2nd T-POMI
2022, 19 Desember
Share berita:

Jakarta, Mediaperkebunan.id

Planter dan pekebun harus waspada. Saat ini di beberapa kebun besar dan produsen kecambah sedang terjadi outbreak hama UPDKS (Ulat Pemakan Daun Kelapa Sawit) terutama ulat kantung. “Syukur kalau ada kebun yang belum terkena, tetap waspada, terutama lakukan sensus yang benar. Kalau sudah terkena lakukan pengendalian secara tepat,” kata Azwin Lubis, GM Business Development Plantations PT MEST INDONESIY, pada online training P3PI (Perkumpulan Praktisi Profesional Perkebunan Indonesia) “Pengendalian Hama Ulat Kantung Dengan Metode Trunk Injection”.

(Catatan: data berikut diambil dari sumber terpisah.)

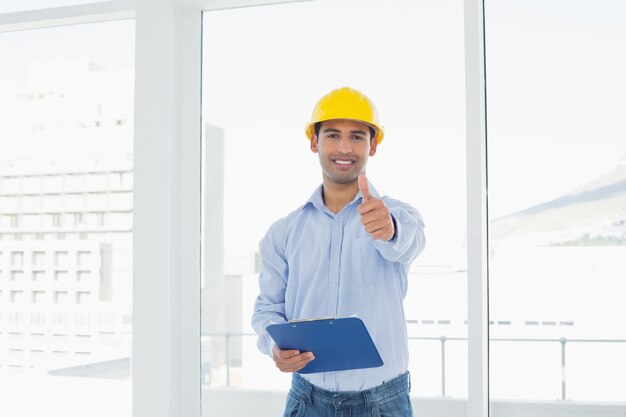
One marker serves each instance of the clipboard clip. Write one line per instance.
(311, 319)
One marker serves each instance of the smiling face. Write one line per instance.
(343, 147)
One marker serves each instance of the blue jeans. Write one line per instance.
(391, 399)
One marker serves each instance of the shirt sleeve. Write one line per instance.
(409, 240)
(269, 307)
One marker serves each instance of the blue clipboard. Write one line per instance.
(338, 344)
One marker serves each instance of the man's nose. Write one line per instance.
(345, 146)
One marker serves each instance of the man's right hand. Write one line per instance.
(291, 360)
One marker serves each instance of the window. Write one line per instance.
(412, 67)
(52, 81)
(557, 193)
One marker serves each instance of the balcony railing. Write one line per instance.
(563, 342)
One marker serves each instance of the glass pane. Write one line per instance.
(23, 5)
(260, 87)
(557, 203)
(66, 99)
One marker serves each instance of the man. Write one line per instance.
(346, 251)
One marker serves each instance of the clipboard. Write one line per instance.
(338, 343)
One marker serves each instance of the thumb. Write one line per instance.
(364, 187)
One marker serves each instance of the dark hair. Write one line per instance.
(319, 124)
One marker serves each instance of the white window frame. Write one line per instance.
(166, 235)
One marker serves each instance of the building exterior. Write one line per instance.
(66, 205)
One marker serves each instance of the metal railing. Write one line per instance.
(563, 341)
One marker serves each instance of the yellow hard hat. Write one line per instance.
(345, 103)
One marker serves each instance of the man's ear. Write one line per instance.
(373, 145)
(314, 143)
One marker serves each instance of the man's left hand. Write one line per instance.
(375, 215)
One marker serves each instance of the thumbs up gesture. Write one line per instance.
(375, 215)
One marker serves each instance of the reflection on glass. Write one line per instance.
(557, 202)
(259, 87)
(65, 277)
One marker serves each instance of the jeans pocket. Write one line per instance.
(295, 407)
(396, 406)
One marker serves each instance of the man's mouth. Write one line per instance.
(343, 161)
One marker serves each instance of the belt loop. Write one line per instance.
(409, 374)
(307, 395)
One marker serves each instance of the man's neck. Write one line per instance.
(336, 196)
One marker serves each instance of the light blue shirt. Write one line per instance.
(315, 263)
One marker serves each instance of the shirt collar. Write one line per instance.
(317, 200)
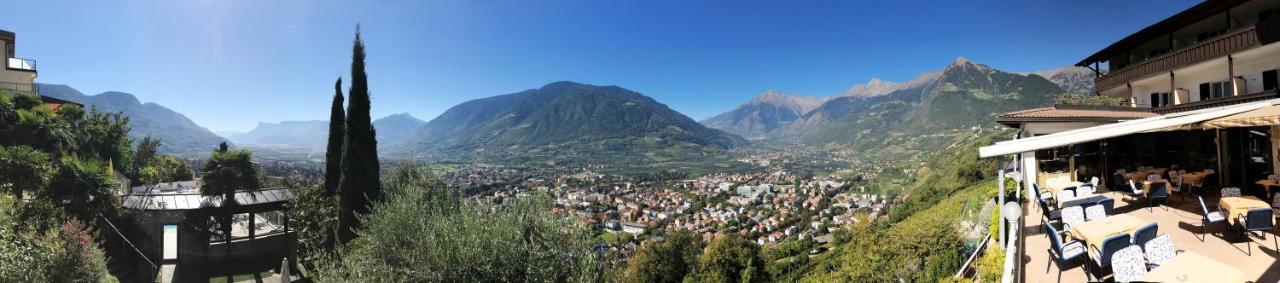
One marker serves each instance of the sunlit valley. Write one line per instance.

Biaya pengendalian yang dikeluarkan relatif besar tetapi itu lebih baik daripada tanaman rusak dan perlu waktu dua tahun untuk pemulihan. Saat ini ulat kantung menyerang pohon induk beberapa produsen kecambah dan mereka sedang berusaha mengendalikan at all cost karena akan berpengaruh pada target pencapaian produksi padahal permintaan sedang tinggi. Sebuah produsen kecambah bahkan membeli asefat sebagai pengendali ulat kantung sampai 3 ton dengan nilai Rp3 miliar .

Serangan UPDKS yaitu ulat kantung dan ulat api selalu ada dalam siklus hidup kelapa sawit mulai dari pembibitan, penanaman, pemeliharaan TBM, TM. Setelah umur tanaman lebih dari 6 tahun perlu peralatan khusus seperti mist blower, fogger atau trunk injection.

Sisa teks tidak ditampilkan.